While there are plenty of annoying things about Golang, I don’t really agree with some of the things.

  1. Yes, Golang tells us to bubble up errors. When you have them! Eg, if I have an exceptional situation that should be handled by the function user, then do it. There are however 2 other situations: a) you don’t have errors to bubble up or b) the only possible exceptional outcome is a panic (as required by whatever library / application you are implementing). There is absolutely no requirement to ALWAYS return an error. If you have an error, yes, you should return it, but if if you don’t then … there’s no point.
  2. Yes, error handling is tedious. But you don’t HAVE TO always check whether error is nil. You need to do that if you have something to do in that case. There’s always the option to ignore it (although probably that’s not an often used case in a robust application).
  3. Goto: what exactly is a modern language in your opinion? Is that something that inherently makes a language “better” than another? Java has goto, php has goto, c++ has it, C# has it, Python has it, ECMAScript has it … the list goes on. Yeah, I wouldn’t use it but I’m not freaking out about others using it. It’s useless and a pain to maintain & debug code with “goto” but if a library I use happens to have it in their code … whatever. Their unit tests pass, it does what it’s supposed to … ok. It’s not the most elegant code but that’s not what I care about it if I don’t have to touch it.
  4. Tooling: yeah, it has issues.But …. I’m sorry, how many languages do have a first-hand language server? ALL other languages I worked it are at the mercy of the best third-party IDE that happens to provide this functionality. Also, the VSCode issue is related to the VSCode plugin implementation, not the language server. The language server itself is a tool, how it’s used …. depends on the user.
  5. Tracing: tracing is something not related to the language by any means. Sorry, but it’s totally stupid to say that languages should provide that. The languages don’t need to provide it. Tracing itself is a third-party concept and libraries and implementations depend on who is working on the tracing tool. Jaeger, OpenTracing / etc, their people are providing the libraries to use with Go (or other languages). The way you mix pprof in the paragraph shows me that you’re clueless as to what tracing actually means vs profiling vs the concept of metrics (runtime metrics, that is).
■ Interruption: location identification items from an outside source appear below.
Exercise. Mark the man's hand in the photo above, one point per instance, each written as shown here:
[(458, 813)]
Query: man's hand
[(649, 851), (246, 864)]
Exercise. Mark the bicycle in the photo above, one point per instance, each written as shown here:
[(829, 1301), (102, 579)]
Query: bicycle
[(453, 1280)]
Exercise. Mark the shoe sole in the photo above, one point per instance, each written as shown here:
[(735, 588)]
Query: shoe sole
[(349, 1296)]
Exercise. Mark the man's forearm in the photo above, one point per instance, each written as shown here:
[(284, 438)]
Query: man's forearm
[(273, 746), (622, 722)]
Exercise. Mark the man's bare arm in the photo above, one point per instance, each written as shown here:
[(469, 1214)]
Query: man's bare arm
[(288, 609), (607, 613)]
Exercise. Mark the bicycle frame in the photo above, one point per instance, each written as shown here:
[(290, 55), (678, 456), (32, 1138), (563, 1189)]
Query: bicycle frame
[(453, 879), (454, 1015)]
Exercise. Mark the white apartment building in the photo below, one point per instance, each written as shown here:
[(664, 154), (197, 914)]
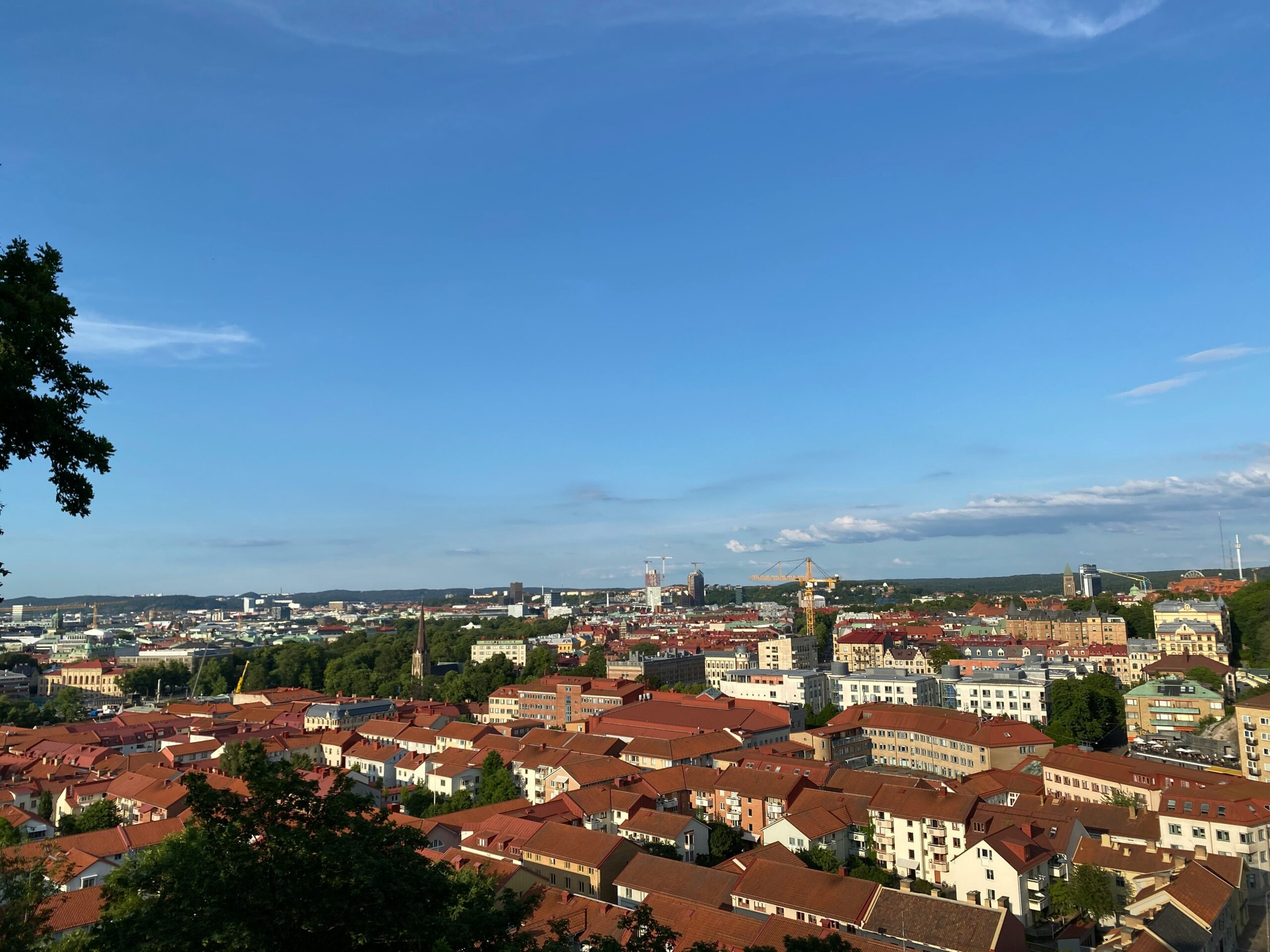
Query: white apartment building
[(788, 653), (1003, 692), (919, 832), (799, 687), (718, 663), (892, 685)]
For me, the most annoying thing about Go is the error handling and lack of automatic bubbling up. I do like it more than try / catches because it forces being explicit and transparent about what’s happening. Errors don’t exist in a separate plane of existence where you can catch whatever you feel like and let the app crash for whatever else but are part of your flow and you have to deal with them or at least acknowledge them enough to return them.

Yes, it’s tedious and annoying but I don’t find it bad.